Suspected North Korean hackers have launched a phishing operation targeting North Korean human rights organizations and activists. Emails have been fabricated to appear as if they have come from NGO activists and government organizations.
Lee Kwang Baek, head of Unification Media Group (UMG), received two emails that appeared to be from a North Korean hacker unit and uploaded images of the emails on his Facebook page on August 28.
The alleged sender of the emails that Lee released to the public was “Cho Ju Yon, the deputy finance manager of the North Korea Research Institute.” Daily NK inquired about the email with the North Korea Research Institute, who responded that while Cho was a real person, he did not use that email address.
North Korean hackers may have stolen Cho’s private information to make the email appear as if it was sent by Cho.

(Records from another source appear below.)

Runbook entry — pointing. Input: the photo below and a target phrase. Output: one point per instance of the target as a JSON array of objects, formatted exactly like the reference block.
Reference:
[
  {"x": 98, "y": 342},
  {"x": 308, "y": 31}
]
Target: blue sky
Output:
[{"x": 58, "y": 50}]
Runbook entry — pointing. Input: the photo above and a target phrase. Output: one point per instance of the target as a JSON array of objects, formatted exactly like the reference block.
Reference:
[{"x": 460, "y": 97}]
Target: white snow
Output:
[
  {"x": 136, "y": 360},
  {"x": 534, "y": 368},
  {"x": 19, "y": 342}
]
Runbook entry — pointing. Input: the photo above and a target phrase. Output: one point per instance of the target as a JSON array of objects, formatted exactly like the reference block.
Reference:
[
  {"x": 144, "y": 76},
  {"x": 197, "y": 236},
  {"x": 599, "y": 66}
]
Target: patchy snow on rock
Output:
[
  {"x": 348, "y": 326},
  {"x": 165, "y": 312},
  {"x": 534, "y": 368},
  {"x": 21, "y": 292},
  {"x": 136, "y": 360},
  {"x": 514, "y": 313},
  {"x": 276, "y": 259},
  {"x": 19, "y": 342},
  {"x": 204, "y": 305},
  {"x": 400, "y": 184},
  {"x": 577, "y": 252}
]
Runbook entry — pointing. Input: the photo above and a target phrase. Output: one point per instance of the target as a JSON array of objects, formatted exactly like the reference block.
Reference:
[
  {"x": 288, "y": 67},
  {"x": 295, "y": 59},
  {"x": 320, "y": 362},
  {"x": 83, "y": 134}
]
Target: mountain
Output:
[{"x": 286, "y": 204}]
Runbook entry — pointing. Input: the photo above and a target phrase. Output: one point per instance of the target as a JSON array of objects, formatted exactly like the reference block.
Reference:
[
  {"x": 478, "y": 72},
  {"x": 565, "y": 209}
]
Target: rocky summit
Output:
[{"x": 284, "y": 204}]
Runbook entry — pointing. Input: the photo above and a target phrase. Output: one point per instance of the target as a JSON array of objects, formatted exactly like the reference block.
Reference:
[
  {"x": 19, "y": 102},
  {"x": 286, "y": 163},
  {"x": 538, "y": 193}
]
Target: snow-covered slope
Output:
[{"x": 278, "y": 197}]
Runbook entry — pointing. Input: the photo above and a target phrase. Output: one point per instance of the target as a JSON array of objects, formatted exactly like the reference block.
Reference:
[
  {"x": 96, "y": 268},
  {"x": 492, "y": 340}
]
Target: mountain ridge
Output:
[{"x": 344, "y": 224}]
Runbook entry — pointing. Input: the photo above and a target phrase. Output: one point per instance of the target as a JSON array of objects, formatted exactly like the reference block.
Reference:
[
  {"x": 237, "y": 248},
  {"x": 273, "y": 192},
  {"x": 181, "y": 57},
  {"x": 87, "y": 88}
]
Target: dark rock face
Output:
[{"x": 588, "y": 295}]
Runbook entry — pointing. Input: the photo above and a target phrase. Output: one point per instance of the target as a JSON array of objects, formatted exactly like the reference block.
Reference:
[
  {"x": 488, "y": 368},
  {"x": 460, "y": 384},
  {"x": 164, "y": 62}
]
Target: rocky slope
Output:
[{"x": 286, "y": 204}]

The other email received by Lee was from “firstname.lastname@example.org,” which appeared to be from the South Korean Cyber Police. The email address, however, uses “.qo” instead of the standard suffix “.go,” which is commonly used by government organisations. Moreover, while the South Korean police have a Cyber Security Division, there is no such thing as the “Cyber Security Police Headquarters.” South Korean police typically use email addresses that end in @police.go.kr.
An Internet security expert who analyzed the emails said that they were likely sent by a North Korean hacker.
Moon Jong Hyun, who is the head of ESRC (Security Response Center), a South Korean Internet security firm, told Daily NK that “the email has malicious code” and that “the IP address of the email sender was in Atlanta, USA, but the emails nonetheless are likely part of a North Korean attack because the country’s hackers used similar IPs and frequencies in hacking attempts during the political scandal involving Choi Soon Sil in 2016.”
North Korea sent a number of phishing emails using keywords like “Choi Soon Sil,” “political scandal,” and “presidential resignation” when the political scandal surrounding Choi Soon Sil erupted in 2016.
“The id ‘chojyinks’ of the email sent by the hacker is registered with South Korean email service Hanmail, and after confirming the registration information, it was found to be connected to a specific email address (ko******@zo******.com),” said Moon. “We couldn’t confirm which site zo******.com refers to, but zoho.com is one of the types of email services that North Korean hackers have used before.”
“After analyzing the email’s code, we found that the word ‘Customer Center’ was spelled in the North Korean dialect […] The second email is also suspected of being a case of North Korean phishing, so there’s a need to find out whether an order [by the DPRK government] has been handed down [to make hacking attempts].”
Although inter-Korean relations continue to improve with the third inter-Korean summit is set to take place in September, North Korea still appears to be conducting cyber warfare on its southern neighbor.
The Kumsong 121 Group, a known North Korean hacker organization, recently placed malicious code in a PC anti-virus program on August 14, and last month was accused of conducting a phishing attack on defector and North Korean human rights workers in connection with the separated family reunions.